Students Help Refugees with Taxes
VITA program partners with International Rescue Committee
UM Master of Accountancy student Sahar Qasem Muthna helps a refugee family file taxes.
Taxes are complicated enough for citizens born and raised in America, so for the refugee community of Missoula, filing taxes can be an overwhelming prospect. The UM Volunteer Income Tax Assistance program partnered with the International Rescue Committee this year to ensure Missoula refugees a smooth introduction to the American tax system.
“Taxes were very hard. I could not do them alone,” says Shewit Hadera, a refugee from Eritrea who described the assistance his family received as a very positive experience. “I am very happy.”
Kate Jennings, senior director of development at the UM College of Business, helped initiate the refugee tax program. She’s a family mentor through the IRC and knew the college’s VITA program could help. VITA is a collaboration between the College of Business and the IRS that offers free tax help to those with low-to-moderate income.
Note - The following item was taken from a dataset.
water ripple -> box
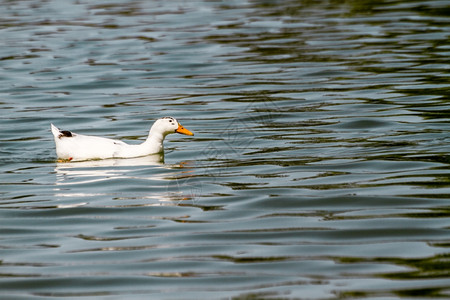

“There was a lack of understanding of how taxes work in the United States,” Jennings says. “Some of the refugees are coming from communities that do not have banks. They’ve never used checks or a debit card, and so the idea of taxes coming out of your paycheck is very abstract.”
The IRC was eager to partner with VITA. The year-old Missoula organization is the only refugee resettlement chapter in Montana. It assists refugees during the resettlement process and provides support for successful beginnings in the United States.
In the past year, more than 100 refugees have come to Missoula through the IRC.